One area that I have challenged myself with during Lent has been to scroll through my CCM back catalog and see where God might show up in ways I just don’t expect.  For those who know some of my journey, I have had a strange relationship with CCM – the genre known as Contemporary Christian Music – and have come to the point of closing off my imagination to the possibility that God even speaks (let alone stutters) in anything found in the racks of Christian bookstores.  I make a point of ‘heresy hunting’ in CCM lyrics as I sit in worship services and struggling constantly with the poor theology found in much of what passes as ‘praise music’.  But this year I was confronted by the reality that perhaps my heart, akin to the Grinch, was three sizes too small and when I hear the Whos down in Whoville singing to Chris Tomlin, Stuart Townsend, Matt Redman, TobyMac, David Crowder or whomever, I need to explore what is behind this joy rather than steal all the Hillsong CDs from under the trees in the dead of night.

So I have gone back to my CCM tunes in the dusty recesses of my iPod (filed under ‘Gospel and Religious’ or ‘Religious’ or ‘Inspirational’ genres) and started to listen a bit each day as a form of penance, of desert wandering, and a form of reconciliation.  True, some of the music I am finding is fairly cringe worthy in both form and content – the 80’s electronic strings that soar in the third verse is an example – and yet there is still something going on that I have to admit is striving after God in ways I have dismissed.  Perhaps is it a sign of my age, but I actually am finding that some of the old Jesus Music stuff from the mid 1970s (Larry Norman, Keith Green, Randy Stonehill) and the Gospel numbers from the early 1980s (Mighty Clouds of Joy, Mavis Staples, Shirley Caesar, Fairfield Four, Blind Boys of Alabama) hold up and frankly musically bury a lot of what is being sold today.

One gem that I had completely forgot about was Larry Norman’s “The Great American Novel” from his 1972 album Only Visiting This Planet. On the song, Norman plays the role of the 60s flower child wandering through 20th century history and watching as history turns a blind eye to justice in favor of the complacent and the powerful:

And when I was ten you murdered law with courtroom politics,
And you learned to make a lie sound just like truth;
But I know you better now and I don’t fall for all your tricks,
And you’ve lost the one advantage of my youth.

You kill a black man at midnight just for talking to your daughter,
Then you make his wife your mistress and you leave her without water;
And the sheet you wear upon your face is the sheet your children sleep on,
At every meal you say a prayer; you don’t believe but still you keep on.

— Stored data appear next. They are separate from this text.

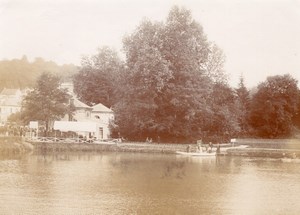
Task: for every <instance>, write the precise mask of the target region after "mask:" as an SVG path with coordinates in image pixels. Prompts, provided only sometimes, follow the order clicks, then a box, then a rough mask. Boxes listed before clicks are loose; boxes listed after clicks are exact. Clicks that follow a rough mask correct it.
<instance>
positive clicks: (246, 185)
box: [0, 153, 300, 215]
mask: <svg viewBox="0 0 300 215" xmlns="http://www.w3.org/2000/svg"><path fill="white" fill-rule="evenodd" d="M299 195H300V163H293V162H290V163H284V162H282V161H281V160H275V159H262V158H259V159H257V158H256V159H255V158H242V157H220V158H197V157H194V158H191V157H183V156H176V155H158V154H138V153H103V154H86V153H85V154H59V155H47V156H43V155H28V156H24V157H20V158H9V159H8V158H5V159H4V158H3V159H1V160H0V214H239V215H240V214H300V202H299Z"/></svg>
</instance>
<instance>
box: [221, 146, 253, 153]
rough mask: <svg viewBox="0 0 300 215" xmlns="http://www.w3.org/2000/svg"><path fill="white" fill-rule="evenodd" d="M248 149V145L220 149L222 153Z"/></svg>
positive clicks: (233, 146)
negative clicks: (247, 148) (237, 149)
mask: <svg viewBox="0 0 300 215" xmlns="http://www.w3.org/2000/svg"><path fill="white" fill-rule="evenodd" d="M245 148H248V145H238V146H228V147H226V146H225V147H220V150H221V152H226V151H227V150H229V149H245Z"/></svg>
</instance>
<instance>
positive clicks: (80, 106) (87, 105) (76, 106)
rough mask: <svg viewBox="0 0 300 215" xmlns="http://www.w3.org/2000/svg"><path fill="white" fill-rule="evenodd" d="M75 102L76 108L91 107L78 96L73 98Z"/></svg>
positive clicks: (90, 107)
mask: <svg viewBox="0 0 300 215" xmlns="http://www.w3.org/2000/svg"><path fill="white" fill-rule="evenodd" d="M73 102H74V106H75V107H76V108H91V107H90V106H88V105H86V104H84V103H83V102H81V101H79V100H78V99H76V98H73Z"/></svg>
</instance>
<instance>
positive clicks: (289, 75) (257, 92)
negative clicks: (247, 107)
mask: <svg viewBox="0 0 300 215" xmlns="http://www.w3.org/2000/svg"><path fill="white" fill-rule="evenodd" d="M298 102H299V100H298V87H297V80H295V79H294V78H292V77H291V76H290V75H288V74H287V75H277V76H272V77H268V78H267V80H266V81H265V82H263V83H261V84H260V85H259V86H258V91H257V93H256V94H255V95H254V96H253V98H252V102H251V107H250V110H251V111H250V124H251V126H252V127H253V129H254V130H255V131H256V134H257V135H258V136H260V137H268V138H276V137H284V136H288V135H290V134H291V132H292V128H293V121H292V119H293V117H294V116H295V114H296V113H297V108H298Z"/></svg>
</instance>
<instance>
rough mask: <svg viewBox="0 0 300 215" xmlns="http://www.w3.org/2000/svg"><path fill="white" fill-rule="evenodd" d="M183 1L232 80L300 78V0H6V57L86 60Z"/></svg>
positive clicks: (263, 80)
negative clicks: (141, 23)
mask: <svg viewBox="0 0 300 215" xmlns="http://www.w3.org/2000/svg"><path fill="white" fill-rule="evenodd" d="M174 5H178V6H183V7H185V8H186V9H188V10H190V11H191V13H192V17H193V18H194V19H195V20H196V21H197V22H199V23H200V24H201V25H202V26H203V29H204V32H205V34H206V35H207V38H208V40H209V41H212V42H215V43H216V44H217V45H218V46H219V47H220V48H221V49H222V50H223V52H224V54H225V56H226V62H225V66H224V69H225V71H226V72H227V73H228V75H229V83H230V85H231V86H232V87H237V85H238V82H239V79H240V77H241V75H242V76H243V77H244V80H245V84H246V86H247V87H249V88H251V87H254V86H257V85H258V84H259V83H261V82H263V81H265V80H266V78H267V77H268V76H273V75H283V74H287V73H289V74H290V75H292V77H294V78H295V79H297V80H299V81H300V0H59V1H58V0H0V60H3V59H7V60H11V59H14V58H18V59H20V58H22V56H23V55H26V56H27V57H28V59H29V60H31V61H33V60H34V59H35V58H36V57H42V58H44V59H45V60H52V61H54V62H56V63H58V64H69V63H73V64H75V65H78V66H80V62H81V58H82V57H83V56H85V55H93V54H96V52H97V48H99V47H102V46H109V47H111V48H113V49H115V50H117V51H118V52H119V53H122V38H123V37H124V36H125V35H126V34H130V33H131V32H133V31H134V29H135V28H136V27H137V26H138V25H139V24H140V23H141V21H142V20H143V19H144V18H148V19H149V20H152V21H164V20H165V19H166V17H167V15H168V13H169V11H170V9H171V7H172V6H174Z"/></svg>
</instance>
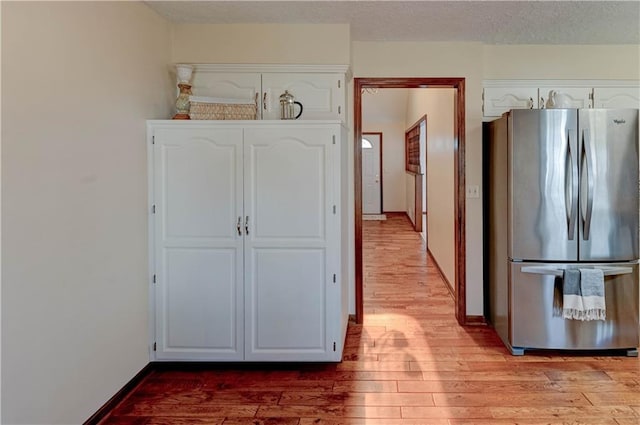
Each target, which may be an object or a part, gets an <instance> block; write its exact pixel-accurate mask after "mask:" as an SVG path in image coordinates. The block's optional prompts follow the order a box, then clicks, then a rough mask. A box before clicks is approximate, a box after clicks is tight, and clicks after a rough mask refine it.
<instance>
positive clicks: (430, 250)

And your money says in God we trust,
But it’s against the law to pray in school;
You say we beat the Russians to the moon,
And I say you starved your children to do it.

The song pulls no punches and has a ferocious, all-consuming commitment to seeking real justice and reconciliation in the realm of lived politics – things that effect real people in real life.

As I scroll through CCM recorded in the 80s and 90s let alone the first decade of the 2000s, I will admit being struck with how… dare I say it… bland… the music seems to be.

Where is the strong, clear, pointed concern for the poor and marginalized?

Where is the longing for justice and the seeing of Christ in the face of the downcast?

Lent is indeed a season of justice.  It is a season of reconciliation.  It is a season of going back to beginnings and finding what might have been overlooked and needs to be attended to. Sometimes, it means finding in CCM… of all places… a calling to justice and seeing the world anew.